Mon histoire avec la musique, c’est une frustration. Et je crois que c’est l’histoire d’une génération, ce qui n’explique pas tout, mais qui est fondamentale pour qui veut comprendre la période en la re-situant dans son contexte. Il y eut toujours un lien entre musique et révolte. Le monde qui m’était inaccessible, ce fut d’abord le monde musical, une autre musique.
J’ai appris l’anglais avec fureur pour comprendre ce qui se chantait. Et mon premier choc fut Dylan
The times they are a-changin'.
"Come mothers and fathers Throughout the land And don't criticize
What you can't understand Your sons and your daughters Are beyond your command
Your old road is Rapidly agin'. Please get out of the new one If you can't lend your hand
For the times they are a-changin'."
Brassens, Ferré, je n’avais pas les clefs pour les comprendre. Ado, je les trouvais chiants. Il a fallu que Férré enregistre avec un groupe (Zoo) pour que je m’intéresse à lui. Et, entre temps, mon premier anar rencontré, mon prof d’espagnol, m’avait donné quelques leçons extra-scolaires qui ne rentraient pas vraiment dans le programme. Le choc avec Ferré fut le même :
"Je suis d'un autre pays que le vôtre, d'un autre quartier, d'une autre solitude.
Je m'invente aujourd'hui des chemins de traverse.

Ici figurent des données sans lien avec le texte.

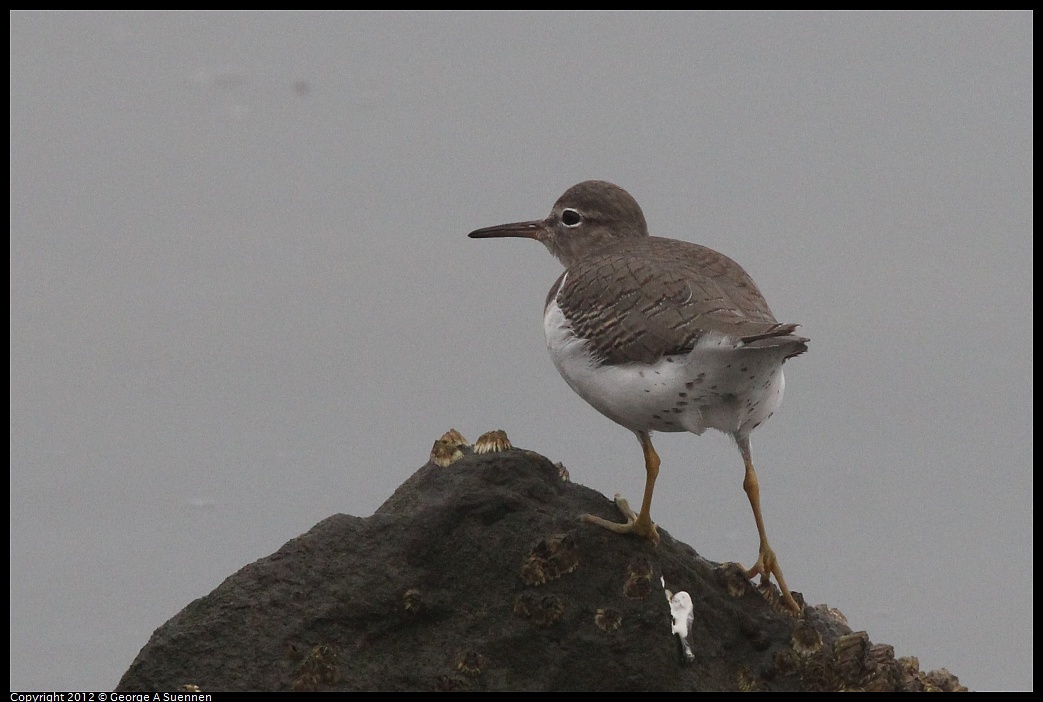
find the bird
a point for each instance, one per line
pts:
(659, 335)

Je ne suis plus de chez vous.
J'attends des mutants."
Jeune campagnard mal dégrossi, j’ai pratiquement tout appris via la musique, autant, sinon plus que que par les livres. Par exemple, mon premier contact avec l’homosexualité (son acceptation culturelle) ce fut à travers Ziggy Stardust de Bowie. Ma petite copine de l’époque avait décroché une bourse au lycée français de Londres, elle avait acheté 2 places à l’Hammersmith Odeon, en juillet, je crois (C’était pendant les vacances). Ce fut mon premier voyage et mon premier concert rock. (j’ai vécu ensuite deux années en G.B, aussitôt mon bac brillamment raté et après avoir échappé au régiment semi disciplinaire de Soissons)
Un peu plus tard, j’ai lu Debord et sa critique de la société du spectacle.
Et puis, encore plus tard, est arrivé internet. Et j’ai soigné ma frustration. La musique était à portée, gratuite, et j’ai pu écouter enfin (presque) tout. Ce fut une orgie.
J’est tiré de tout cela l’idée que la révolution est aussi culturelle, que le changement ne viendra pas seulement par des tracts et des discours mais que l’art peut être aussi efficace, par des voies plus détournées (Il y eut aussi le graphisme, par exemple)
Et un refus viscérale du statut d’artiste tel qu’il est conçue par la société capitaliste.